Every true Christian believer would love to be a ‘better’ Christian.
In our best moments we echo the apostle Paul’s words: ‘I count everything as loss because of the surpassing worth of knowing Christ Jesus my Lord’ (Philippians 3.8). We know that the greatest possible value is given to our lives through the personal relationship we have with our Lord Jesus Christ and we long for that to deepen and strengthen, so that we become ‘partakers of the diving nature’ (2 Peter 1.4), reshaped and moulded increasingly into the likeness of Christ. But what does that look like, and how does the desire for progress translate into the reality of everyday life, in a pressured and frenetic world like ours?
God’s priorities
First, we need to be convinced that this is God’s primary concern and desire for us, so that when we are attending to our spiritual growth, we are entirely justified in devoting time and energy to God’s priorities.
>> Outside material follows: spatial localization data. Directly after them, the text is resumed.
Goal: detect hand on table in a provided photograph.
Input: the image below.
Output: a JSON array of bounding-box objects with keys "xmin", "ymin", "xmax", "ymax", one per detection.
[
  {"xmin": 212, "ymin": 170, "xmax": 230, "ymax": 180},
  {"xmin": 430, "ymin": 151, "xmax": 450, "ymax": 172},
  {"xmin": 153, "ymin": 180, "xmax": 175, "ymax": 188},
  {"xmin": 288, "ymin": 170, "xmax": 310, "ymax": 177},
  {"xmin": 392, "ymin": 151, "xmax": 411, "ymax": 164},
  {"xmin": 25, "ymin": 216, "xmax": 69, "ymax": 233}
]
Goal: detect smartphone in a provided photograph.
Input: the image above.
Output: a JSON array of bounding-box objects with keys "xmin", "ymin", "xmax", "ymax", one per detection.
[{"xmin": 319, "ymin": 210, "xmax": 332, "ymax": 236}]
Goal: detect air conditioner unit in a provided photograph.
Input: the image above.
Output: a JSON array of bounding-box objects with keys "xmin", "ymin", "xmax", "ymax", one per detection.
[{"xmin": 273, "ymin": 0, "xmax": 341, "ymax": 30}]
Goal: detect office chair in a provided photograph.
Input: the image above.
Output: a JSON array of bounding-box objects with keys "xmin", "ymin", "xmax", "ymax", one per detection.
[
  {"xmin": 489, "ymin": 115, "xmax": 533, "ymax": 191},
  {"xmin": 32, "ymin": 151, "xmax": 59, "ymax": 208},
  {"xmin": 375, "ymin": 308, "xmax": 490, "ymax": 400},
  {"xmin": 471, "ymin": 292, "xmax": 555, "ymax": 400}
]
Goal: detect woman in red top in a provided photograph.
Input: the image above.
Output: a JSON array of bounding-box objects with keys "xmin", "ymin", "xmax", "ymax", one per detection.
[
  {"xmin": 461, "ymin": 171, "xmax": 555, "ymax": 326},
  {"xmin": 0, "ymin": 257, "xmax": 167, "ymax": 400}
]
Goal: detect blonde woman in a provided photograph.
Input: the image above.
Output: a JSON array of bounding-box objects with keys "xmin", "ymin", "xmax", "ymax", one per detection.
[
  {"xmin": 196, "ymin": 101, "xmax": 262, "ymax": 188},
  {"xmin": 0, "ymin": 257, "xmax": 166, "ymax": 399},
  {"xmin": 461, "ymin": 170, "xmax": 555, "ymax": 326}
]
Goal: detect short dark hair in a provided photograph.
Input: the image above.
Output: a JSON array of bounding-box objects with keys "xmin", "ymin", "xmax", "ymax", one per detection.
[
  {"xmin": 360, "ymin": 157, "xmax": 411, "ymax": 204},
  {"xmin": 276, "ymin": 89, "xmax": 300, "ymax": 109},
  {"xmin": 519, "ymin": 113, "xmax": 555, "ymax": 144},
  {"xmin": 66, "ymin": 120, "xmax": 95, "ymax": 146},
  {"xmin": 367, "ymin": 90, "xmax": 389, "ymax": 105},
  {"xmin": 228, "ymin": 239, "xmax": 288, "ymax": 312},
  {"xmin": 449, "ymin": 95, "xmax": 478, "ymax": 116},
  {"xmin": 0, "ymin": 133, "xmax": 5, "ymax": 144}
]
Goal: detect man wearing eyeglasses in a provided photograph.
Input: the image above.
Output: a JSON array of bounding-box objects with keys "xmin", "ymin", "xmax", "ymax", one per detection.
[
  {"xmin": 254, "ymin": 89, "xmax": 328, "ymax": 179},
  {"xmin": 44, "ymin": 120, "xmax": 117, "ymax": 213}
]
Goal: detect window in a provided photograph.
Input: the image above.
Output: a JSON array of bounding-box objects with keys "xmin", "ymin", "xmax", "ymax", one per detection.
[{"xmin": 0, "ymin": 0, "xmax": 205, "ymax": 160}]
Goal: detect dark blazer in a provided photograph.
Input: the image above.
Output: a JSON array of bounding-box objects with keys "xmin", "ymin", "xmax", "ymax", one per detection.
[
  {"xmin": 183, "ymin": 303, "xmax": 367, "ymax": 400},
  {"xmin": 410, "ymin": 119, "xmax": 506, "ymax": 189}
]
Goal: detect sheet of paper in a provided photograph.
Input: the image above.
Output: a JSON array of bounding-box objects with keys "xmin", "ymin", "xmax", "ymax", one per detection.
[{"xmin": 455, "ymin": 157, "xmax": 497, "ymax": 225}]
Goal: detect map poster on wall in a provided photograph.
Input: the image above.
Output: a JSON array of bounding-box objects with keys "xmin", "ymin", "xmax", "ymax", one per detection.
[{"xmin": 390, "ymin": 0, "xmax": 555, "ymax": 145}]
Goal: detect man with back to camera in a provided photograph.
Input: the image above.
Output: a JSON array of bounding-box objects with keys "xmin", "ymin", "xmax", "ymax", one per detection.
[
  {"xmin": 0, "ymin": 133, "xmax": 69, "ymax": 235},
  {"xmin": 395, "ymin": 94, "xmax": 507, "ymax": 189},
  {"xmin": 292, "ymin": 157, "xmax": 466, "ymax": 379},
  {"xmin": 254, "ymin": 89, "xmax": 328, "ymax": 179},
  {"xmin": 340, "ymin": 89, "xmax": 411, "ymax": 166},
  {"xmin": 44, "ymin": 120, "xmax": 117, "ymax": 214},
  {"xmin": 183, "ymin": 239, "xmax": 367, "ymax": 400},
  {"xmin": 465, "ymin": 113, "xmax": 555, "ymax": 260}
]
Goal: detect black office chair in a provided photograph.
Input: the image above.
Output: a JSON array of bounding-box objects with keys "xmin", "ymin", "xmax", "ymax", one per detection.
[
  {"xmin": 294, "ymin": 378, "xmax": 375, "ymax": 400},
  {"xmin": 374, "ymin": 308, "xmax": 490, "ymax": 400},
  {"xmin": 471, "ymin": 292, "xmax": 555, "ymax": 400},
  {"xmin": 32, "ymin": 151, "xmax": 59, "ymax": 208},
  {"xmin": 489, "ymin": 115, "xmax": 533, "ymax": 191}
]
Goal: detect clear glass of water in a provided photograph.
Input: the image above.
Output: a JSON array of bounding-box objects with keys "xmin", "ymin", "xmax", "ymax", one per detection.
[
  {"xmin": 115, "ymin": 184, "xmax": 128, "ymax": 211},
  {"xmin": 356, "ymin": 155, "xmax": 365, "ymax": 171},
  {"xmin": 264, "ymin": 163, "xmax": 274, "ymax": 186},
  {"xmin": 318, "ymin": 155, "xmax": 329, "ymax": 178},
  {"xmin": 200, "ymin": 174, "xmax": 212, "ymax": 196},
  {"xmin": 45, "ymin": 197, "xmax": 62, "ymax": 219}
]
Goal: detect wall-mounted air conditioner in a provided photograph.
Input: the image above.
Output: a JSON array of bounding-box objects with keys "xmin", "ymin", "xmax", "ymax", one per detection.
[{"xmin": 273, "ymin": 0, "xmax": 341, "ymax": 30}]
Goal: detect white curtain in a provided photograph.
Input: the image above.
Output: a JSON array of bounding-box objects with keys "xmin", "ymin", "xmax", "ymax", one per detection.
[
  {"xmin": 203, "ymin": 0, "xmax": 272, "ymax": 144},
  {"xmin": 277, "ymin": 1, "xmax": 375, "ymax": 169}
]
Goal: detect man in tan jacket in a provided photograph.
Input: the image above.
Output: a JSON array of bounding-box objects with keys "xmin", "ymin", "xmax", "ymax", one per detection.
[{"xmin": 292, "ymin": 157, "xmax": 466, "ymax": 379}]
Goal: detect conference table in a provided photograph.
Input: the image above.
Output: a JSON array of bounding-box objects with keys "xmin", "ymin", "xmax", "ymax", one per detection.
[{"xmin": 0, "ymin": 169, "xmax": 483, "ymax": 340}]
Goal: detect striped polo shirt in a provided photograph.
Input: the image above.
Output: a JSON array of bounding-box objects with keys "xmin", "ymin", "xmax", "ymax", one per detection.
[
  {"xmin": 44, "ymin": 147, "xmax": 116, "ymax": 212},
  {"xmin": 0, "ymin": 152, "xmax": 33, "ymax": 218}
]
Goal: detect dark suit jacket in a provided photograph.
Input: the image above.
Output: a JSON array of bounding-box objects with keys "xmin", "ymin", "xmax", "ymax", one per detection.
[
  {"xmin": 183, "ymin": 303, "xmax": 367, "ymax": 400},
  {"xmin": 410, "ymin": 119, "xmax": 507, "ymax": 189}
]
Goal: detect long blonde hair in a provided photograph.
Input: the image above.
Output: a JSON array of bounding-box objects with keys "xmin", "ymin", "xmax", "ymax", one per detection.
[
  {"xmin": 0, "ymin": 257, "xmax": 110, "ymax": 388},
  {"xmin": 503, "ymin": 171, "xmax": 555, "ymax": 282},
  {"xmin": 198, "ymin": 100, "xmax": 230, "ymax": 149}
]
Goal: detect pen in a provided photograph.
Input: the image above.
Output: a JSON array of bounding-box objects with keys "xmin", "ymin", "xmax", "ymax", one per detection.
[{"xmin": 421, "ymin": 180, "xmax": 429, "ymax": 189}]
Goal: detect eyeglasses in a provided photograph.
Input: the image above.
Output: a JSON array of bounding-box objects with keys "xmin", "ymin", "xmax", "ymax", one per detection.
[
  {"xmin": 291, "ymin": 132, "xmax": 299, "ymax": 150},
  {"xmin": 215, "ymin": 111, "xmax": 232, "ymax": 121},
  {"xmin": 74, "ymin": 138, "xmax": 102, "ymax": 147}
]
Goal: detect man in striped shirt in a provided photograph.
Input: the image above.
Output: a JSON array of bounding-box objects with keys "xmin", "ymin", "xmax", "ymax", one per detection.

Not many of us live that way. We have vague and somewhat general desires to be making progress in our discipleship, but we are not always very intentional about it, or very consistent in our experience. We are told that we need to read our Bibles more and pray more regularly, to learn to trust and love Jesus more, but there is often a disconnect between these noble pious resolves and the facts of ‘real life’. We are so adept at balancing many different parts of our experience — work, home, family and friends, leisure, church, blogging and tweeting and all manner of calls on our time that we lack a unifying vision and integrating centre to all that we do and are.